Par Samuel Laverdière pour le magazine Transport Routier, Novembre 2021

20 novembre 2016. À cette date entrait en vigueur la modification au Règlement sur les normes de sécurité des véhicules routiers et ainsi, la ronde de sécurité (RDS). L’automne 2016 a été la période la plus occupée de Via Prévention en 35 ans d’histoire, croyez-moi!

Des questions d’interprétation, d’application, de validation de documents, des demandes de formation et, bien sûr, des demandes d’aide technique de toutes sortes, ça a été notre quotidien chez Via Prévention. Ce mois-ci, revisitons la RDS en prenant en compte deux notions: la résistance au changement et la présomption.

La résistance

La résistance au changement, c’est «l’expression implicite ou explicite de réactions de défense à l’endroit de l’intention de changement» (Collerette, Delisle et Perron, 1997). Vous avez probablement constaté un de ces quatre exemples de résistance face au changement avec la venue de la RDS :

  • Inertie: la personne donne l’impression qu’elle accepte le changement alors qu’elle n’a pas l’intention de bouger d’un pouce. Elle attend que ça passe, se désintéresse du sujet et procrastine.
  • Argumentation: la personne réfractaire se manifeste par des négociations, des critiques et des plaintes constantes. Pour elle, tout est sujet à débat.
  • Révolte: résistance dans l’action. Attitude de refus et d’hostilité.
  • Sabotage: sous couvert d’acceptation, la personne fait tout pour ridiculiser le changement dans le but de protester et de provoquer un échec.
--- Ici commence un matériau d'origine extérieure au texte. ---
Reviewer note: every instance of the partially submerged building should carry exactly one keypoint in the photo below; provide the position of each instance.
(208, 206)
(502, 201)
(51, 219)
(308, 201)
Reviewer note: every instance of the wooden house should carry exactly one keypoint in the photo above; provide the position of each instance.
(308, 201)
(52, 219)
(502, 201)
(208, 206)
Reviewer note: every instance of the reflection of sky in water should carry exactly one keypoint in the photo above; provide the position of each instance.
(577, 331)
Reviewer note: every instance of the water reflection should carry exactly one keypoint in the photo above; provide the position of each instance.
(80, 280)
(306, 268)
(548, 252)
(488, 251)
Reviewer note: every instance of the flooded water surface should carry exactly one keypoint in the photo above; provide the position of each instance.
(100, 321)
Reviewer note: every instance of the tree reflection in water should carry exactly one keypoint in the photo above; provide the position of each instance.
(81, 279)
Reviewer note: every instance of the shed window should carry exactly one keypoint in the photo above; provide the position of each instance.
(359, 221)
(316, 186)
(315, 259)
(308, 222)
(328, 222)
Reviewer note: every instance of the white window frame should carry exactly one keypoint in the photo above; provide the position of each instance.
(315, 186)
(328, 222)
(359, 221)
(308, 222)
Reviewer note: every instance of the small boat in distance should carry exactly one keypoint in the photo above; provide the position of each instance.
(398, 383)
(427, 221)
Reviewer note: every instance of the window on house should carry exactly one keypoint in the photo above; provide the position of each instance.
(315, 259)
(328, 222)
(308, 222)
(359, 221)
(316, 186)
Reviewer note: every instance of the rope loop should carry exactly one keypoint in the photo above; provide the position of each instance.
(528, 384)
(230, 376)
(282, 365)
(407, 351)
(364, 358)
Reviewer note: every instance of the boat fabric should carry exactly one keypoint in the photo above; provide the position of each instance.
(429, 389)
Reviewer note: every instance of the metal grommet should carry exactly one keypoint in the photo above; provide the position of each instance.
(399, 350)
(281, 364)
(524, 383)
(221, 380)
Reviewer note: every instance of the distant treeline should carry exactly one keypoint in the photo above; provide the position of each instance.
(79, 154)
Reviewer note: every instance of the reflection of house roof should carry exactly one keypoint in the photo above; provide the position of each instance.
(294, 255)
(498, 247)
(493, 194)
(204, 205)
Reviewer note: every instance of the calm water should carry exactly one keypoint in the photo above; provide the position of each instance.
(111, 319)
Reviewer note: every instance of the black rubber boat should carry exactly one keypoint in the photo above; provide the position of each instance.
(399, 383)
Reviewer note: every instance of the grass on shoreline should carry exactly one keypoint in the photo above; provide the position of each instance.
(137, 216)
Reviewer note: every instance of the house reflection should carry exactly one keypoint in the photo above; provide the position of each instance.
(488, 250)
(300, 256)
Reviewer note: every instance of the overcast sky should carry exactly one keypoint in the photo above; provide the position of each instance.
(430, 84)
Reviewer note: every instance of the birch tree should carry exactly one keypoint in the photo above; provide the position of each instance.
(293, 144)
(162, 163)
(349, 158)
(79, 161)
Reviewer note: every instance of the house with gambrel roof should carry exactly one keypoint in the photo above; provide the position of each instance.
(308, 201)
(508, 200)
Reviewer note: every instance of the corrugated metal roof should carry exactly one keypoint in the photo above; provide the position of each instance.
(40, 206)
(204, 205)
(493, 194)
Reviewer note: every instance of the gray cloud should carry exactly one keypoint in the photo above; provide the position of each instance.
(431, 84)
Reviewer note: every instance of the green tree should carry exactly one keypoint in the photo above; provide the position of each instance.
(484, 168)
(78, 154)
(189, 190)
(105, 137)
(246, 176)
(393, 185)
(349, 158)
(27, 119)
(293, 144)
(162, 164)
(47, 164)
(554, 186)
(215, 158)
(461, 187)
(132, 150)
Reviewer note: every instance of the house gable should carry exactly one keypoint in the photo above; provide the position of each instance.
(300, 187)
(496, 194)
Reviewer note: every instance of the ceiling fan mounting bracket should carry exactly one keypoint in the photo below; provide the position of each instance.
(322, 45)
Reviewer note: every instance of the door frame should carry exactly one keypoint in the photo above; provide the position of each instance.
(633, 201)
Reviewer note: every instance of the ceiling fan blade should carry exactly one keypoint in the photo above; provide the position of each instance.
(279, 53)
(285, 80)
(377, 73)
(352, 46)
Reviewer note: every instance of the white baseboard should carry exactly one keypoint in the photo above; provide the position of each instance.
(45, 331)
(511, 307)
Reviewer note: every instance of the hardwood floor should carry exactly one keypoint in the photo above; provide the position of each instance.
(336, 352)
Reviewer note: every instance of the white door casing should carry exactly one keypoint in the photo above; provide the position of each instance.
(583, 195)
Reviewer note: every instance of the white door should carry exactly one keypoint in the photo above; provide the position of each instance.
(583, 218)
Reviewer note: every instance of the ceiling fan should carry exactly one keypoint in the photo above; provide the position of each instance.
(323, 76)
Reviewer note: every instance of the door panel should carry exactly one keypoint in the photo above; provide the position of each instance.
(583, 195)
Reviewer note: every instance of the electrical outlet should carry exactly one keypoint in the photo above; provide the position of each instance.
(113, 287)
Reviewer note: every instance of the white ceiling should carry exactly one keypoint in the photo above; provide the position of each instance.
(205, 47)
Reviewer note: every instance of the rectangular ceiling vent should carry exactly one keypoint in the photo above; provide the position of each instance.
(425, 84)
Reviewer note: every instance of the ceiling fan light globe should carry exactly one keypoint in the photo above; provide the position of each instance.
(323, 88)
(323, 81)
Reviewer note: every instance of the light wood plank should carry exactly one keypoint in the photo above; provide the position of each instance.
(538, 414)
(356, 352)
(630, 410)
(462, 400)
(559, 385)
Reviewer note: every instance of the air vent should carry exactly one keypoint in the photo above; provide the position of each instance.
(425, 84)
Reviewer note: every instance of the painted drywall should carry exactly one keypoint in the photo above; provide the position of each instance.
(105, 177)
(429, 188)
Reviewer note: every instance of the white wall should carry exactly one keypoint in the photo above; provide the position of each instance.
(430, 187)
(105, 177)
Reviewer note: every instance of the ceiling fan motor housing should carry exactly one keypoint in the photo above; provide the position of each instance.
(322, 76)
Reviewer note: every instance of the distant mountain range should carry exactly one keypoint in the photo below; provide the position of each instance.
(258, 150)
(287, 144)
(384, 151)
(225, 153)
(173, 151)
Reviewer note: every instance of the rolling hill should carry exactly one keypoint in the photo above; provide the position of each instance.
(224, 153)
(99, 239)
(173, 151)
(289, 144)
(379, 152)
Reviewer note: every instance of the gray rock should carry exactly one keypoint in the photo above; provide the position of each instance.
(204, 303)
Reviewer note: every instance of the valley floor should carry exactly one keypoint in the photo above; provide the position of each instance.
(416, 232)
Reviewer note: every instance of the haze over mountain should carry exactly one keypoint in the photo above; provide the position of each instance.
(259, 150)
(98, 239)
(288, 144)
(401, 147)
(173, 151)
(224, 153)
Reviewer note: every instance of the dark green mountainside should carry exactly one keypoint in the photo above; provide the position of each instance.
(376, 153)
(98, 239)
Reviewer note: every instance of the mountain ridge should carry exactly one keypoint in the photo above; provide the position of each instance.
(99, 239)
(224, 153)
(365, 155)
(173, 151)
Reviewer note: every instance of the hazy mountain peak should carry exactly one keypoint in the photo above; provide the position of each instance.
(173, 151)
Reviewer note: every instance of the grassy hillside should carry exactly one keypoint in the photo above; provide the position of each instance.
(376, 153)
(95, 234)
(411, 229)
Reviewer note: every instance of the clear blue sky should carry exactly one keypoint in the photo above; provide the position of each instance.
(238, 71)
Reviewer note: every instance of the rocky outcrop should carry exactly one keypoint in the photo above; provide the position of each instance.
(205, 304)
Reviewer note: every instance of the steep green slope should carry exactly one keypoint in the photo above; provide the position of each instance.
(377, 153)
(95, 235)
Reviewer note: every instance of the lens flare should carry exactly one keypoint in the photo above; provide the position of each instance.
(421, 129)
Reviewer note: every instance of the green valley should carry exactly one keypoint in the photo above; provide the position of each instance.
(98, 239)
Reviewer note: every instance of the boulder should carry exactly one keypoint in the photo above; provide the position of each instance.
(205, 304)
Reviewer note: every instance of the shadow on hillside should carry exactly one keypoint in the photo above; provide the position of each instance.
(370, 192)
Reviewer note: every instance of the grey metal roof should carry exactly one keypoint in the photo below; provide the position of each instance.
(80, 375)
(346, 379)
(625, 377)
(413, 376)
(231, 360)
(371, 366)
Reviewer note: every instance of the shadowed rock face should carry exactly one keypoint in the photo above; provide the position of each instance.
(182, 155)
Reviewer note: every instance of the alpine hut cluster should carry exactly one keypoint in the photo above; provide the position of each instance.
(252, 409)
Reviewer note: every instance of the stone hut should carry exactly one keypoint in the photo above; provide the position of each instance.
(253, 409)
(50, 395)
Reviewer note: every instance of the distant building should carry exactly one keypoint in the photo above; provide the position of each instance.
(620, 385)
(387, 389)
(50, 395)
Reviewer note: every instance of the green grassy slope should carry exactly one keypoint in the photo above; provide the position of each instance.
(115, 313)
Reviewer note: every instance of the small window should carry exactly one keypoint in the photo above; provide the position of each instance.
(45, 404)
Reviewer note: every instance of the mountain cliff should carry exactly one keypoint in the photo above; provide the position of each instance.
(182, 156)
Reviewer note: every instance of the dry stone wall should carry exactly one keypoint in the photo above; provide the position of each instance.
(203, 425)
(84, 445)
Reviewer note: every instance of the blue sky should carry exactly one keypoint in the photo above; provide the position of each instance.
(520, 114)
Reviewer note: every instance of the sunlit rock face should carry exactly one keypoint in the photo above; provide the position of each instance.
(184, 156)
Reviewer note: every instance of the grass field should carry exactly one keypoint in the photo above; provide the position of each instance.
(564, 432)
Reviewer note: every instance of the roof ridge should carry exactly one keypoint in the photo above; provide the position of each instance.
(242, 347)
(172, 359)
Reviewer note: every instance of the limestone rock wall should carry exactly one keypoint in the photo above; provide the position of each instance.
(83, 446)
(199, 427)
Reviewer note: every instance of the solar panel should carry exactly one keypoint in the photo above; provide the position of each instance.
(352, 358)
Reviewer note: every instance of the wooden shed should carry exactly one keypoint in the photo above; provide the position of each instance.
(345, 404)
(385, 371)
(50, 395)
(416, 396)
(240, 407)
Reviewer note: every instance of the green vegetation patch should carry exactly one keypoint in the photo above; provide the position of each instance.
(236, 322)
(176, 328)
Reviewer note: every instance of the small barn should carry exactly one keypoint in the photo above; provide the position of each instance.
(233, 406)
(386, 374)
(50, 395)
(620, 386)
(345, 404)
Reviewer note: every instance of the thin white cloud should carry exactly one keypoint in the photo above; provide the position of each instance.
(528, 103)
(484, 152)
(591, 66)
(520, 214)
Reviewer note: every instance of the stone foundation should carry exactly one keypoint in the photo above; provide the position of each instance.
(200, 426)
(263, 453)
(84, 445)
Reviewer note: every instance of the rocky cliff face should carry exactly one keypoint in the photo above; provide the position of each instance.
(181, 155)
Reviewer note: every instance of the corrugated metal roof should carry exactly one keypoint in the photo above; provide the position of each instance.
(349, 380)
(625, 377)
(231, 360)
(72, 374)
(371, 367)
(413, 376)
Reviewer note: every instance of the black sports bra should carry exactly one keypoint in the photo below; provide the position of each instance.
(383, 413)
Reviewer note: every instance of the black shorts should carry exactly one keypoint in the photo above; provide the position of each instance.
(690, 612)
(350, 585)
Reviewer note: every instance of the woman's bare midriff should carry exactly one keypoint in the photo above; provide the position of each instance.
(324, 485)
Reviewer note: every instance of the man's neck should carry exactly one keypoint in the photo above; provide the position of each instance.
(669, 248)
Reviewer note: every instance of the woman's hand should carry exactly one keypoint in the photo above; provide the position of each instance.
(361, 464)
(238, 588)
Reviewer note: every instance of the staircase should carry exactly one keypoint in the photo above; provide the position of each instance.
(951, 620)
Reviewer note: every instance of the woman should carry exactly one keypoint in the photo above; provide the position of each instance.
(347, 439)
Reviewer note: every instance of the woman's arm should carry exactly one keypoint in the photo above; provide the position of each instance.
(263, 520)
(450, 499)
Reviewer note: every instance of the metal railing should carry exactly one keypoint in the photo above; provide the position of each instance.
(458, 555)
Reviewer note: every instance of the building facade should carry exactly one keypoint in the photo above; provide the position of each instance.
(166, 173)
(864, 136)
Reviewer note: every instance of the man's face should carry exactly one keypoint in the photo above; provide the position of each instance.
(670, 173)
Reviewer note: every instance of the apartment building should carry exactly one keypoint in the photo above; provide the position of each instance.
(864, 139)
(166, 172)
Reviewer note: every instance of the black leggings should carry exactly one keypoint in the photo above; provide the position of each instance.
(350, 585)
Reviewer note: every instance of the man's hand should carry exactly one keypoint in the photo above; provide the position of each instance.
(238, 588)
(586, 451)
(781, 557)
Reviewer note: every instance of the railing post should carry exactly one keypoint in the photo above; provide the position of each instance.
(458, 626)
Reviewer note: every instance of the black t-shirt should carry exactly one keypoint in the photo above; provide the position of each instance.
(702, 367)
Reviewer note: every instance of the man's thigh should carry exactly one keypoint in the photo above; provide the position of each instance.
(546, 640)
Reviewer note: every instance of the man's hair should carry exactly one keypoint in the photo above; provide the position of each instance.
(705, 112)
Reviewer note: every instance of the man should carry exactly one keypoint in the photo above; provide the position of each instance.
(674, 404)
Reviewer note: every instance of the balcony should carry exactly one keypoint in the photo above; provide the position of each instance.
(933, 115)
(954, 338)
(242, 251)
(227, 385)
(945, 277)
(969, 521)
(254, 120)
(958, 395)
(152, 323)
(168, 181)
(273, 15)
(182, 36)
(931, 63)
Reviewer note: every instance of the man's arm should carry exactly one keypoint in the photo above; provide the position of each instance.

Et ne nous mettons pas la tête dans le sable: ce n’est pas un concept applicable seulement aux travailleurs! Un changement aussi majeur que la ronde de sécurité a affecté l’ensemble des transporteurs. Faites votre propre introspection.

Je vous confirme que, pour ma part, j’ai rencontré plus d’un gestionnaire qui faisait de l’inertie et de l’argumentation. Sans aller dans les détails, que contiendrait un bon plan de gestion pour remédier à la situation? Les principes généraux à appliquer sont, par exemple: placer le personnel au cœur de la réflexion, communiquer efficacement et élaborer des plans d’accompagnement. Ce qui est important de retenir, c’est que tous ces exemples sont des principes implicites à une planification stratégique.

Ne rien tenir pour acquis

Un autre constat qu’on peut faire, après cinq ans de RDS au quotidien, c’est qu’il faut toujours remettre en doute nos connaissances et notre capacité à appliquer la réglementation. En toute sincérité, combien de chauffeurs de votre organisation estiment réaliser une ronde de sécurité complète, chaque jour? Quelle proportion des chauffeurs de votre organisation procède à des vérifications «instinctives», une fois sur la route? Combien sont en mesure d’effectuer le test complet pour le système de freinage pneumatique?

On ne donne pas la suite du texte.